We need an integrated approach to flood management that works with the environment to manage land and water in ways that benefit both people and our ecosystems. Why are the Government not using the Environment Bill as the opportunity to deliver this? I beg to move.
I am delighted to speak to and support Amendment 194AA, on a “Flood risk report”. Too often, where there have been major floods, as there were many times in the 2000s and since, people tend to forget and Governments fail to take major action once the flood waters have receded, so I echo what the noble Baroness, Lady Hayman, said in moving her amendment.
I make a plea to my noble friend the Minister, particularly on the issuing and updating of planning guidance. I mentioned earlier the fact that, at the moment, developers are building on flood plains and not making the buildings secure, flood-proof and resilient to floods. It is only when the householder makes a claim that they find out that it will not be met, in part or in full—particularly if they bought without a mortgage, in which case they probably have no idea that they are not covered by insurance.
On many occasions, in both the other place and here, we have tried to make it a requirement for developers to have regard to building sustainable drainage systems—SUDS—to take surface water away from sewers and combined sewer outflows. This amendment is an opportunity to ask my noble friend if the Government have moved on this and whether they plan to update and amend planning guidance to make SUDS the preferred option for managing surface water in all new developments.
I make the simple suggestion of empowering sewage undertakers to discharge rainwater downpipes, with nothing nasty in them, into local soakaways, as opposed to the current legislation, which requires a new public sewer to be provided to take the flows away, immediately mixing them with sewage—this seems a wanton wastage of resources and infrastructure. I hope that my noble friend will look favourably upon this.
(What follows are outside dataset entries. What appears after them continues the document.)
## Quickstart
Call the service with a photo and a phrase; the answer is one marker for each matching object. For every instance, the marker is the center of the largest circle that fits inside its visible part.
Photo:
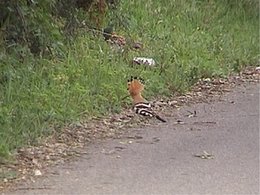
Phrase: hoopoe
(140, 105)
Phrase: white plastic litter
(144, 61)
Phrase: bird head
(135, 86)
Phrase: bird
(141, 106)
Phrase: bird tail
(160, 118)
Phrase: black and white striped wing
(144, 109)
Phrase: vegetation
(55, 70)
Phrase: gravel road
(215, 151)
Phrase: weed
(187, 39)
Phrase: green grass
(188, 40)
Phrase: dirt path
(170, 158)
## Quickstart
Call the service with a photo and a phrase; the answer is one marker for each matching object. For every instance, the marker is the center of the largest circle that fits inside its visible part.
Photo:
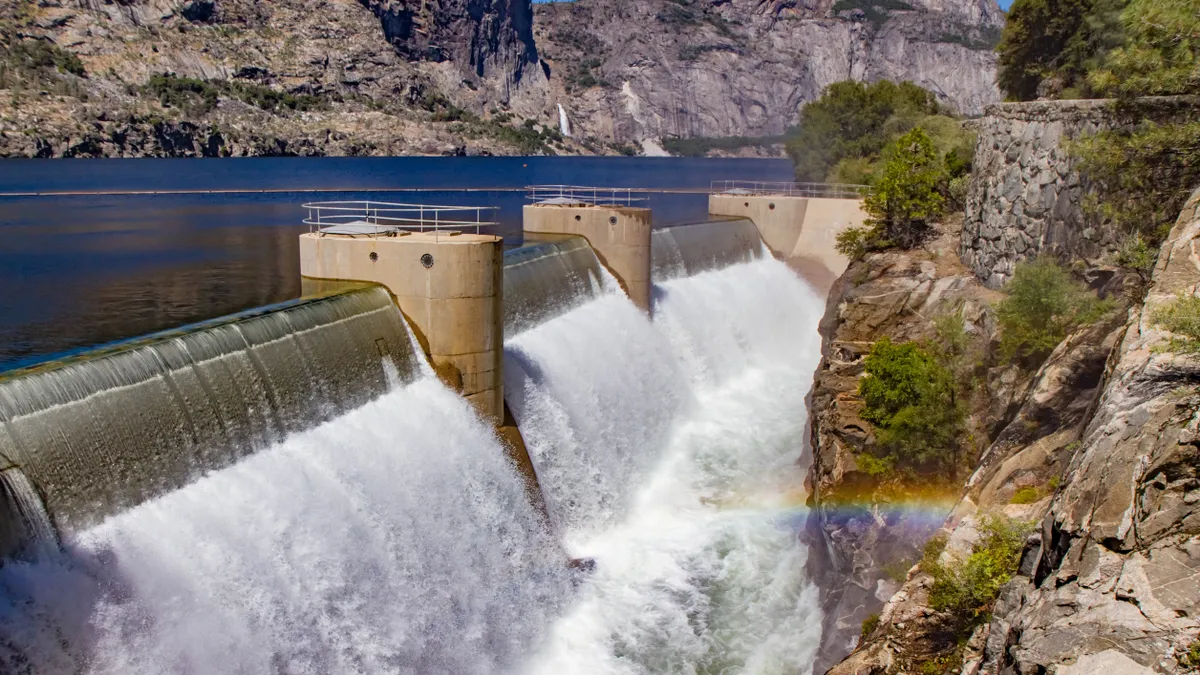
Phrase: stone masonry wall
(1026, 193)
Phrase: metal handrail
(834, 190)
(388, 217)
(586, 195)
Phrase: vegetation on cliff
(911, 399)
(913, 190)
(1044, 304)
(1141, 172)
(1048, 47)
(843, 136)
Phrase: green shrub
(1181, 316)
(907, 195)
(967, 589)
(1049, 46)
(869, 625)
(910, 398)
(852, 119)
(1191, 658)
(1138, 257)
(1159, 53)
(198, 96)
(855, 242)
(1044, 304)
(873, 465)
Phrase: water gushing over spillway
(105, 431)
(667, 453)
(396, 538)
(383, 529)
(691, 249)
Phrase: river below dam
(396, 536)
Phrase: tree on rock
(1161, 54)
(907, 196)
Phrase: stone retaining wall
(1026, 193)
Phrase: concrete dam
(405, 470)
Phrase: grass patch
(701, 147)
(1181, 316)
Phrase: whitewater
(397, 538)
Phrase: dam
(327, 485)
Such a flood risk report as this amendment would allow for would give the opportunity for my noble friend and his department to review the partnership approach. As he mentioned earlier, the environmental land management schemes—ELMS—will allow flood prevention schemes to take place, and so allow the Government to do an audit in that regard. That is another reason I hope that, if not in this amendment, the Government will look favourably on some way of monitoring flood risk going forward.
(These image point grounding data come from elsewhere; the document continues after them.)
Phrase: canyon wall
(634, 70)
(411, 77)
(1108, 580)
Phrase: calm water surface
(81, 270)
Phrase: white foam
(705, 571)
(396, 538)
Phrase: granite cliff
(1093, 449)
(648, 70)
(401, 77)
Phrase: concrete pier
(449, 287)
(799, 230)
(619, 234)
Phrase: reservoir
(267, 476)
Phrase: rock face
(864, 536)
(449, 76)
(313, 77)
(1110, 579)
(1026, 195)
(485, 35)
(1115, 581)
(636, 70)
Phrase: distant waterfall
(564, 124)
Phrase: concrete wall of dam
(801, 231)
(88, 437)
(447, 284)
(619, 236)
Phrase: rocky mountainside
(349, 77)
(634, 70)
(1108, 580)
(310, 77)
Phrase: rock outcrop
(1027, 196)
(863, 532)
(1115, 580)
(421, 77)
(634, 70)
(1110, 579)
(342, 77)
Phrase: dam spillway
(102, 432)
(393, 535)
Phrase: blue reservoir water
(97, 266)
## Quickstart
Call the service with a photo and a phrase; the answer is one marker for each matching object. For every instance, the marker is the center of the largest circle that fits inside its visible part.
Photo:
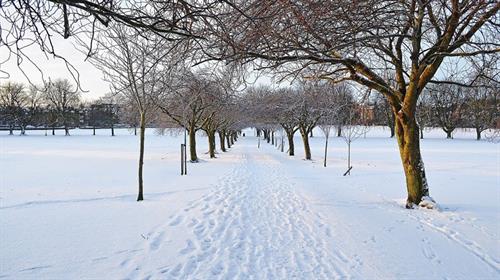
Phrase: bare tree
(38, 23)
(448, 102)
(482, 98)
(349, 40)
(32, 108)
(63, 100)
(12, 101)
(424, 114)
(333, 106)
(135, 67)
(384, 114)
(354, 129)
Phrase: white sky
(90, 77)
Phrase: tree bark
(140, 195)
(291, 146)
(222, 141)
(326, 147)
(305, 140)
(192, 144)
(448, 133)
(211, 143)
(407, 133)
(228, 140)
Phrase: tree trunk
(291, 147)
(349, 157)
(407, 133)
(222, 141)
(305, 140)
(140, 195)
(192, 144)
(211, 143)
(326, 147)
(448, 134)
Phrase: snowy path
(252, 226)
(249, 214)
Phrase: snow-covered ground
(68, 210)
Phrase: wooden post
(182, 159)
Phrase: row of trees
(450, 106)
(55, 106)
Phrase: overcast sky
(90, 77)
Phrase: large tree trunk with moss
(142, 131)
(291, 146)
(305, 140)
(407, 133)
(192, 144)
(222, 140)
(211, 143)
(449, 133)
(228, 140)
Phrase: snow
(68, 210)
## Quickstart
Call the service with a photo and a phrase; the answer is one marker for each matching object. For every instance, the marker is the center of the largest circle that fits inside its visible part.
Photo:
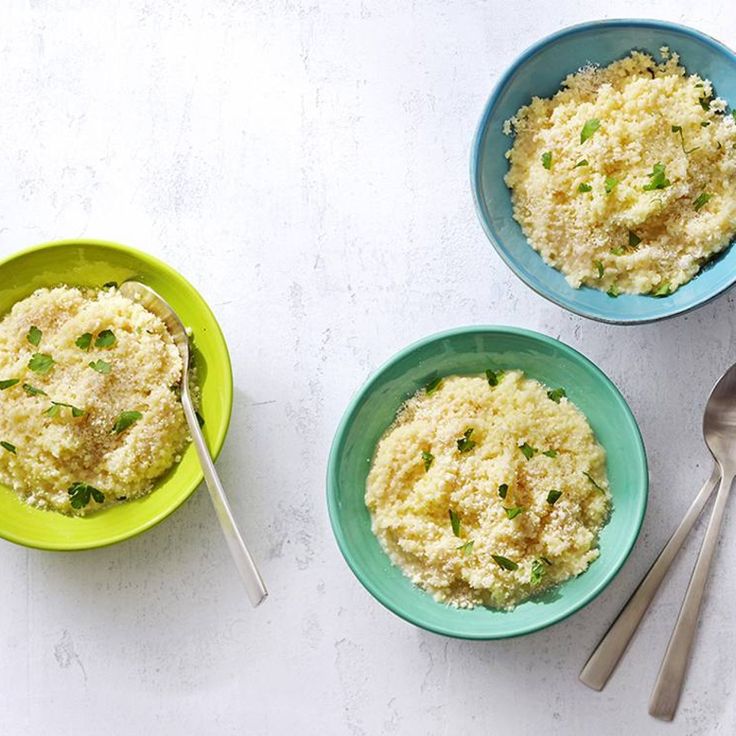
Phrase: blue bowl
(539, 71)
(467, 350)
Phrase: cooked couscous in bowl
(486, 482)
(90, 414)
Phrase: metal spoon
(719, 431)
(246, 566)
(613, 645)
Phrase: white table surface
(305, 164)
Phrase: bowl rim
(217, 442)
(337, 448)
(491, 102)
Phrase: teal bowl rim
(217, 441)
(503, 81)
(337, 447)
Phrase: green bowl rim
(336, 450)
(217, 442)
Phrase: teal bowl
(539, 71)
(468, 350)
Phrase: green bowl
(471, 350)
(93, 263)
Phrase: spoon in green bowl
(252, 580)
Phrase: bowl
(539, 71)
(468, 350)
(93, 263)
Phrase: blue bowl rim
(337, 447)
(479, 134)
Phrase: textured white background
(305, 164)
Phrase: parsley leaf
(701, 201)
(125, 420)
(106, 339)
(657, 179)
(455, 522)
(34, 336)
(528, 450)
(505, 562)
(465, 444)
(100, 366)
(589, 128)
(41, 363)
(80, 494)
(538, 572)
(556, 394)
(591, 479)
(513, 511)
(552, 497)
(466, 548)
(494, 377)
(428, 458)
(84, 341)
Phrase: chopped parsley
(428, 459)
(528, 450)
(125, 420)
(454, 522)
(592, 480)
(657, 179)
(513, 511)
(589, 128)
(538, 572)
(106, 339)
(81, 493)
(41, 363)
(34, 336)
(84, 341)
(552, 497)
(100, 366)
(56, 407)
(466, 548)
(465, 444)
(701, 201)
(493, 377)
(505, 562)
(556, 394)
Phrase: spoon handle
(612, 646)
(667, 688)
(252, 580)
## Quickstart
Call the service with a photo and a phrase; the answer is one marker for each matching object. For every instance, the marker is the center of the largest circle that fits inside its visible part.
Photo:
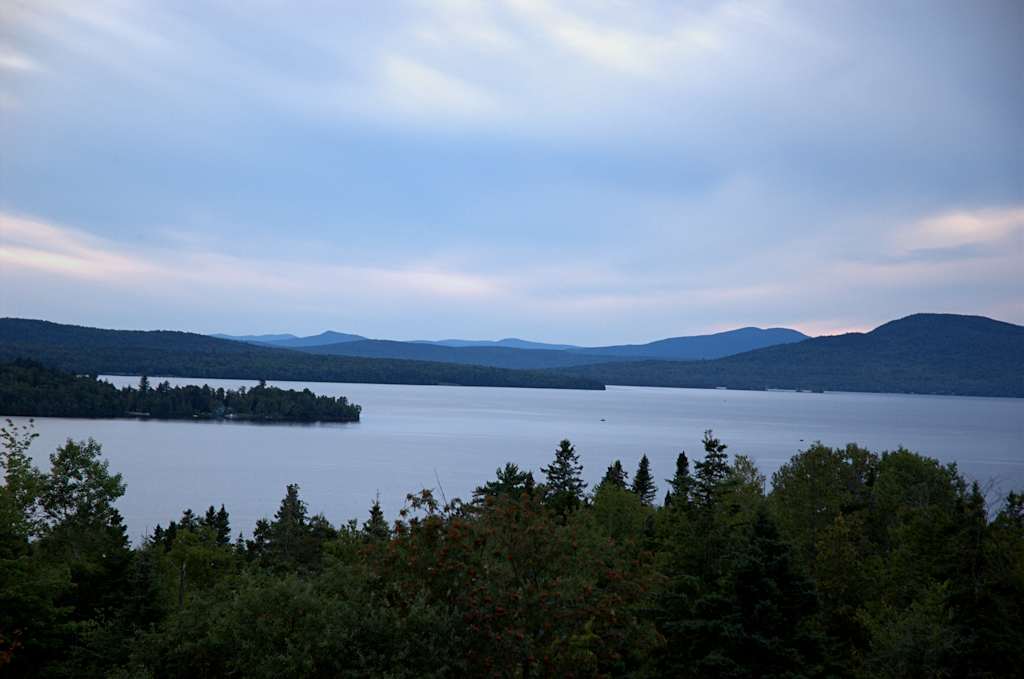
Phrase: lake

My Lords, it is a delight to follow the noble Baroness, Lady McIntosh of Pickering, whose comment about building on flood plains reminds me of the simplest, clearest explanation of why this should not happen: a flood plain is not beside the river; it is part of the river. I greatly appreciated her focus on sustainable urban drainage schemes.
I commend the noble Baroness, Lady Hayman of Ullock, for tabling Amendment 194AA, and I commend the noble Baronesses, Lady Jones and Lady Bakewell, for supporting it. Indeed, I would have done so myself, had I not simply missed it. We are talking about joined-up government here, with two critical issues that have a huge impact on people, businesses and the natural world coming together: the environment and flooding. We know that the Government talk about joined-up government thinking and nature-based solutions, but it is a great pity that, up until this point, we have not seen this added into the Bill.